Opponents of a law providing 151 million Swiss francs (€143 million) in public funds to private media companies are attempting to scrap it via a public vote, according to, the international unit of the publicly funded Swiss Broadcasting Corporation.

The law’s opponents argue the financial aid will mostly benefit wealthy publishers, while its backers — including the government — contend it will help keep the country’s fourth estate alive after years of declining advertising revenue.

“Despite their importance, however, local and regional media have come under financial pressure: advertising revenues are increasingly going to large international internet platforms,” the Swiss Federal Council said. “The Federal Council and Parliament want to improve the position of local and regional media.”

The GFS Bern Institute’s polling data shows a close race. As of 23 January, 28% of respondents were absolutely in favour of repealing the law; 18% said they likely favoured repealing it; 14% said they likely opposed repealing the law; and 35% said they were resolutely opposed to repealing it.

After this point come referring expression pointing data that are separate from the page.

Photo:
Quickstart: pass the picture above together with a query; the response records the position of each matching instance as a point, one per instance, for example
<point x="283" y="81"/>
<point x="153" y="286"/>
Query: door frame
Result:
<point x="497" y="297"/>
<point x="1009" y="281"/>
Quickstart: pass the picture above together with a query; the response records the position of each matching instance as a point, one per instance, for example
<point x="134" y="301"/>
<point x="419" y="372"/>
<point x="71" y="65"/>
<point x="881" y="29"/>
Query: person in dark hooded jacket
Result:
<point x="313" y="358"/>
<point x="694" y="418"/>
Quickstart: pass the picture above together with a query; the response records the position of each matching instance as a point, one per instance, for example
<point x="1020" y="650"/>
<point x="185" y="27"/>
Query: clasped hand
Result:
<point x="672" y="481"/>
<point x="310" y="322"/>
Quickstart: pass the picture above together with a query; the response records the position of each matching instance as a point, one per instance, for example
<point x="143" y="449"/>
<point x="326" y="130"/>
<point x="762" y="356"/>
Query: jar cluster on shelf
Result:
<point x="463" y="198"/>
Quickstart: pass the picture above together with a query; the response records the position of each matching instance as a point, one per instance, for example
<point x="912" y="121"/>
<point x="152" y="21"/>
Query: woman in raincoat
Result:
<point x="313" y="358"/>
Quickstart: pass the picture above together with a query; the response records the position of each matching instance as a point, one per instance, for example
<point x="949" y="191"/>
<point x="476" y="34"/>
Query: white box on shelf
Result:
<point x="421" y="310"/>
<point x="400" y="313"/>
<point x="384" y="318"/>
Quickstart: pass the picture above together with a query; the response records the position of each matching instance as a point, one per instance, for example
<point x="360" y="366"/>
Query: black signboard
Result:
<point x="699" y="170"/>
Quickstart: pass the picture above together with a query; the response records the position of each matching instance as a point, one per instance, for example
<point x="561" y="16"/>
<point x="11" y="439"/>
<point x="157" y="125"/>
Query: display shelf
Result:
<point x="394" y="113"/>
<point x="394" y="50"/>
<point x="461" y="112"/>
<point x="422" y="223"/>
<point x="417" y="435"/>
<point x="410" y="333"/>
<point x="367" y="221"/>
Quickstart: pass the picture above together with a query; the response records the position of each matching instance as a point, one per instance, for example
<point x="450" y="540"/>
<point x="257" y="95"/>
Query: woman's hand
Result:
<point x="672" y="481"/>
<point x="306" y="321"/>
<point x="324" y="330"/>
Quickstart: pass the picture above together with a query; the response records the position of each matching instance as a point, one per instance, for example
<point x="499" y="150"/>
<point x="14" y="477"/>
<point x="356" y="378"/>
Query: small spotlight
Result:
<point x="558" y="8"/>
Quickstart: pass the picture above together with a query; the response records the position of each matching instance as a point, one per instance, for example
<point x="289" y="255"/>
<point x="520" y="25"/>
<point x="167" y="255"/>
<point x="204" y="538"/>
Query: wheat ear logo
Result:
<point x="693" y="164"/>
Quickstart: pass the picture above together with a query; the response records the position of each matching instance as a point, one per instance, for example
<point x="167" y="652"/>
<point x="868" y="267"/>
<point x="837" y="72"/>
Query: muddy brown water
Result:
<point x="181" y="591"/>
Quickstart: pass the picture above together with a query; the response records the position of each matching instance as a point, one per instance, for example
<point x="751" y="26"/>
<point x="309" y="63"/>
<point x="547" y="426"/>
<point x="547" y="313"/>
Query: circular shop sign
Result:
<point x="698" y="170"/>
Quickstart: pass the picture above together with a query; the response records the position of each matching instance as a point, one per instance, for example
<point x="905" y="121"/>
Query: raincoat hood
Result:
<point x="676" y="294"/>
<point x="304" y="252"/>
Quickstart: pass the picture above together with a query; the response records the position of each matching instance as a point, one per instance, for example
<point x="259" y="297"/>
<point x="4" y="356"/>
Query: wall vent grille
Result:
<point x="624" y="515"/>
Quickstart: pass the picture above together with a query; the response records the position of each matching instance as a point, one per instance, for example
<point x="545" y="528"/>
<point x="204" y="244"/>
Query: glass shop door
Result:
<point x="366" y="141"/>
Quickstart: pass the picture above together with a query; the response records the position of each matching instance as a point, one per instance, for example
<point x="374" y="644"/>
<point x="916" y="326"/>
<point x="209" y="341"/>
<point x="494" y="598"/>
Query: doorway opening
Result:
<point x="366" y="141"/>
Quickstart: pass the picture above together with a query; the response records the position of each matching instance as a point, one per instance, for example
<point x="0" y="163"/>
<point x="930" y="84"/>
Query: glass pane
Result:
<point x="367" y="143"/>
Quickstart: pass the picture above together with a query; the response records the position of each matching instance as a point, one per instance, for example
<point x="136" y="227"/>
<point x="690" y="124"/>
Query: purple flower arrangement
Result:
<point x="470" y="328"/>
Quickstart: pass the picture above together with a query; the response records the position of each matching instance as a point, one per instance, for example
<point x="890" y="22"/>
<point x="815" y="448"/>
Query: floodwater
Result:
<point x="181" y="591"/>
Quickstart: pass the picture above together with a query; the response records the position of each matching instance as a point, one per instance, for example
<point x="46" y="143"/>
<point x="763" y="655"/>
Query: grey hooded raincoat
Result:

Five per cent of respondents were undecided or refused to answer.

Data from the poll published February 2, however, showed that the “no” vote had a slight lead.

Equity stamp taxes

The final measure has to do with taxes on businesses — specifically, the repeal of a 1% equity stamp tax that the government wants to repeal.

If a business wants to raise capital by selling securities like stocks or shares in Switzerland, they have to pay a tax of 1% of the value of all capital raised. The tax only applies if the company raises more than 1 million Swiss francs (€950,000).

A law was passed last year formally repealing the tax, but Switzerland’s Social Democratic Party successfully put forward an initiative to repeal it, according to Swissinfo.

The Swiss government argues the tax makes Switzerland’s business environment less competitive. It estimates that the government would lose 250 million Swiss francs (€237 million) in revenue per year.

The Social Democrats argue the abolition of the tax will benefit large companies, not small and medium enterprises, and that taxpayers will be left to pay for the lost 250 million Swiss francs.

Polling data shows that the Swiss public appears to be leaning toward keeping the tax in place.